Physical Intelligence

4 items

WIRED 2026-05-01-1

I've Covered Robots for Years. This One Is Different

None of the few dozen robot arms on the market today can screw in a light bulb; Eka can. The meaningful claim isn't the demo, though. It's that Eka and Ineffable Intelligence are now two independent labs publicly betting on pure-simulation-with-physics against the VLA consensus, and the bottleneck they're attacking lives in custom grippers that know how a key feels. Form factor follows task. The trillions flowing through the human hand don't care what's holding the chicken nugget.

The Guardian 2026-04-22-3

AI-powered robot beats elite table tennis players

Sony AI's Ace won 3 of 5 matches against elite table tennis players under official rules, and the capability on display isn't ping pong. The transferable insight is the constraint-removal discipline: no legs, no stereo vision, ball-logo tracking for spin, 3,000 simulation hours per skill.
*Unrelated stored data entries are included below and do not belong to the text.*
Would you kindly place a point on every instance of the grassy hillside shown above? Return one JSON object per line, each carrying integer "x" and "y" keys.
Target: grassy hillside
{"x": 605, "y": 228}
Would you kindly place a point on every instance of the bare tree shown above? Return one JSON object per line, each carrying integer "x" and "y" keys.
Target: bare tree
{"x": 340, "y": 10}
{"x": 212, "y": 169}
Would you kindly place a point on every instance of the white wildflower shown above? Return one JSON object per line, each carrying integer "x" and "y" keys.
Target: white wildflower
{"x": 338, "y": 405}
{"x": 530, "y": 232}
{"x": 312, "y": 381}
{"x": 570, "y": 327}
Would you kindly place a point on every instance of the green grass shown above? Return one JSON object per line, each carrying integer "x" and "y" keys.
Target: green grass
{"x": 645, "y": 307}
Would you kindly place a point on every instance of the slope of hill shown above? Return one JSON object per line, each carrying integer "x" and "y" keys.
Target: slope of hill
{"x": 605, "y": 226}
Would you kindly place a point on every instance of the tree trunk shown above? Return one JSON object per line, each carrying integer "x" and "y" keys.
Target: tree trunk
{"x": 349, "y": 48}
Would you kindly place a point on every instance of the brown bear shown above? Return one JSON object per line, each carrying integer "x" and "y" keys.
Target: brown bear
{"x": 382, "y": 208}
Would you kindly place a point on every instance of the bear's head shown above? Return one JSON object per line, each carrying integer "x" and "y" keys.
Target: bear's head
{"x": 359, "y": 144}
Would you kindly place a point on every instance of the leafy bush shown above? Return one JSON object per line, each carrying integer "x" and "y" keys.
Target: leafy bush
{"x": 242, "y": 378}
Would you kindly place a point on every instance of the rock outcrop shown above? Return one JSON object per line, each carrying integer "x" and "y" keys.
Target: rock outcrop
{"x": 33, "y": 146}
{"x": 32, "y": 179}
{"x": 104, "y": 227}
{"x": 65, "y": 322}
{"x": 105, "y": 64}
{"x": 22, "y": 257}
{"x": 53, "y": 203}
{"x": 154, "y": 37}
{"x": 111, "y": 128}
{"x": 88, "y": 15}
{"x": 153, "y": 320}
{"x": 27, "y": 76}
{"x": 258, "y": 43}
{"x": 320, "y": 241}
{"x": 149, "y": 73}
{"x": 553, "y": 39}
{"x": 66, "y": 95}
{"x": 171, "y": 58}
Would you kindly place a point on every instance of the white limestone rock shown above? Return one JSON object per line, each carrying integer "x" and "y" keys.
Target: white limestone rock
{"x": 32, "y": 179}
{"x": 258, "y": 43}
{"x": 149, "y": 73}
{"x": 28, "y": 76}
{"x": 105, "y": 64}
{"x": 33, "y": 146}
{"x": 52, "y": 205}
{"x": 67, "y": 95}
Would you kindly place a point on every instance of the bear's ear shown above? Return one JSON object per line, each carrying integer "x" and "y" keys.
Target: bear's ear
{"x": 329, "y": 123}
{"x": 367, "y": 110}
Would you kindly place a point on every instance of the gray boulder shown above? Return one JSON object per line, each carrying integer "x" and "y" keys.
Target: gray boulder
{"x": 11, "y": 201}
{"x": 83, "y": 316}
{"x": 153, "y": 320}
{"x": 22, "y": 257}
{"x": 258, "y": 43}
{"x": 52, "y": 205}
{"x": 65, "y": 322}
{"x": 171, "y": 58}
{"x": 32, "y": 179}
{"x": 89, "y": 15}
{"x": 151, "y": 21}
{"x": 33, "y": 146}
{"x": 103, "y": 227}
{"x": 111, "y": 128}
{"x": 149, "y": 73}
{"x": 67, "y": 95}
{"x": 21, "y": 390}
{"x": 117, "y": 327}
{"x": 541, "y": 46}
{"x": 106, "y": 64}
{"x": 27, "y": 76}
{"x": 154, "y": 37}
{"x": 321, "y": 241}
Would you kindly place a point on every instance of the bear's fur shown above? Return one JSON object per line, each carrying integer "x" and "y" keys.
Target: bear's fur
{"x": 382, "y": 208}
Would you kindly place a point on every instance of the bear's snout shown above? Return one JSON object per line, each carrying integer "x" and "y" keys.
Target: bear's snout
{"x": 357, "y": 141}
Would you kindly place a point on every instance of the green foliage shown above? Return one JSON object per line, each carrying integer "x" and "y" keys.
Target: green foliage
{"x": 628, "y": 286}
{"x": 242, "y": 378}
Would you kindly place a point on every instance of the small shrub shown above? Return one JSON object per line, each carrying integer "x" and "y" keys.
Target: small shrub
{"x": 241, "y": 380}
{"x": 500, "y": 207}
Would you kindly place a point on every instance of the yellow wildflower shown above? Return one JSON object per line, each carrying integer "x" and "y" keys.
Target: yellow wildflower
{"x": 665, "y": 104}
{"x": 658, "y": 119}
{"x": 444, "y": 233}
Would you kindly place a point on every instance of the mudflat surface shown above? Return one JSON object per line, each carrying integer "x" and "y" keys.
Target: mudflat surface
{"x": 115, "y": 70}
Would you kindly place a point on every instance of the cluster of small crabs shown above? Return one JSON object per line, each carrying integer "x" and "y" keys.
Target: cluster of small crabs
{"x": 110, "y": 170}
Every enterprise weighing physical AI should be asking what its equivalent moves are — not whether to use a robot, but which constraints it can remove to bring its physical task inside the frontier of currently shipping hardware.

a16z Podcast (originally Cheeky Pint) 2026-04-17-3

From Models to Mobility: Waymo Architecture at Scale — Dolgov on the Teacher/Simulator/Critic Triad and the End-to-End Debate Resolution

Waymo's architecture resolves the end-to-end debate: Dolgov states pure pixels-to-trajectories drives "pretty darn well" in the nominal case but is "orders of magnitude away" from what full autonomy requires. The 500K-rides-per-week stack is one off-board foundation model fanning into three specialized teachers (Driver, Simulator, Critic), each distilled into smaller in-car students; RLFT against the critic is the physical-AI analog to RLHF. Enterprise teams shipping pure-LLM agents without the simulator and critic scaffolding are replaying Waymo's 2017, not its 2026: evaluation infrastructure is the reliability gate, not model choice.

Not Boring 2026-03-23-1

World Models: Computing the Uncomputable

The definitional move matters more than the technology survey: action-conditioned prediction, P(st+1 | st, at), is presented as the line separating world models from video slop. If that definition holds, the $4B+ deployed into World Labs, AMI, GI, and Decart is a bet that spatial-temporal reasoning trained on games and driving footage transfers to general embodied control. The strongest signal is Ai2's MolmoBot result: a sim-only-trained policy outperforming VLAs trained on thousands of hours of real data. If sim-to-real transfer keeps improving, the entire robotics data flywheel thesis inverts: synthetic environments become the bottleneck worth owning, not real-world demonstrations.